Nachdem ich mit der heurigen deutschen und der österreichischen Buchpreisliste fertig bin, geht es jetzt in die Schweiz, die ich seit einigen Jahren auch lese und das geht schneller, sind ja immer nur fünf Bücher die zur Auswahl und da habe ich das Buch, das dann den Preis gewonnen hat, nämlich Kim de L`Horizons “Blutbuch”auch schon gelesen und von den vier anderen waren mir drei Autoren unbekannt.

Das heißt das stimmt nicht ganz, habe ich einige davon doch auf dem “Blauen Sofa”, das es in Frankfurt gab kennengelernt und auf der “Buch-Wien” haben zwei Autoren auch gelesen und so habe ich die 1957 in Aschaffenburg geborene, in Berlin und in Lausanne lebende Lyrikerin Lioba Happel schon zweimal aus ihrem Buch lesen und erzählen gehört und das ist in dem kleinen feinen “pudelundpischer-Verlag” erschienen. Eine kleines rosafarbenes Büchlein Jan Koneffke hat das Nachwort bzw. den Klappentext geschrieben und das Buch herausgegeben, das, wie auch sein Umschlag und der Titel sehr ungewöhnlich ist.

Liona Happel war, glaube ich, auch Sozialarbeiterin, hat sich also mit Randgruppen beschäftigt und ihnen, wie das heißt eine Stimme gegeben. Da bin ich vielleicht ein wenig skeptisch, ob einer, der die Fingerkuppe seiner Mutter gegessen hat, sich wirklich mit Arthur Rimbaud beschäftigt und ob er wirklich so denkt, wie es seine Autorin will, war ich mir schon bei “Blauschmuck” unsicher.

Bei Lioba Happel hat sich das dann gegeben, denn sie hat ihren Pomelius Fridericus nicht nur idealisiert, sondern man kann sich in sein Leben auch gut einleben. Wahrscheinlich gab es da reale Vorbilder und die Sprache ist wirklich sehr schön. Also ein interessantes ungewöhnliches Buch, das vielleicht auch auf meine best of-Liste gehört, obwohl ich die schon geschrieben habe.

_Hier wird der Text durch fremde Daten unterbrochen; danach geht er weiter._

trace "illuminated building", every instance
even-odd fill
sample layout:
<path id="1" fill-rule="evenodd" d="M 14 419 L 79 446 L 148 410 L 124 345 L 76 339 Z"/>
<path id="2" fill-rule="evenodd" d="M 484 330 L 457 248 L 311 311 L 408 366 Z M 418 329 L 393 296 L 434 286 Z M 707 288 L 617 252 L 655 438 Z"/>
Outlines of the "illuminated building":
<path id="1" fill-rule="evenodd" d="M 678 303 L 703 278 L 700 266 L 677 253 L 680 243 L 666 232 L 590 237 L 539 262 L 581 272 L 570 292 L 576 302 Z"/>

Pomelius Fridericus, Pommfritz genannt, schreibt also aus dem Gefängnis oder aus der Hölle, wie der Untertitel lautet, dreiundzwanzig Briefe an seinen “Vatter” den er nie oder nur einmal gesehen hat und halt, lieber Uli, bevor du jetzt aufschreist und “Korrigiere diesen Fehler!”, rufst, es gibt nicht nur die “Großmeer” in der Schweiz sondern auch den “Vatter” und jener Pommfritz wird gleich gespoilert, hat mit Dreißig seine Mutter getötet und sie dann nicht ganz, sondern nur ihre Fingerkuppe gegessen und da erzählt er nun uns oder seinem Vatter, in den dreiundzwanzig Briefen, wo es immer wieder Rückblenden und auch Vorsprünge gibt.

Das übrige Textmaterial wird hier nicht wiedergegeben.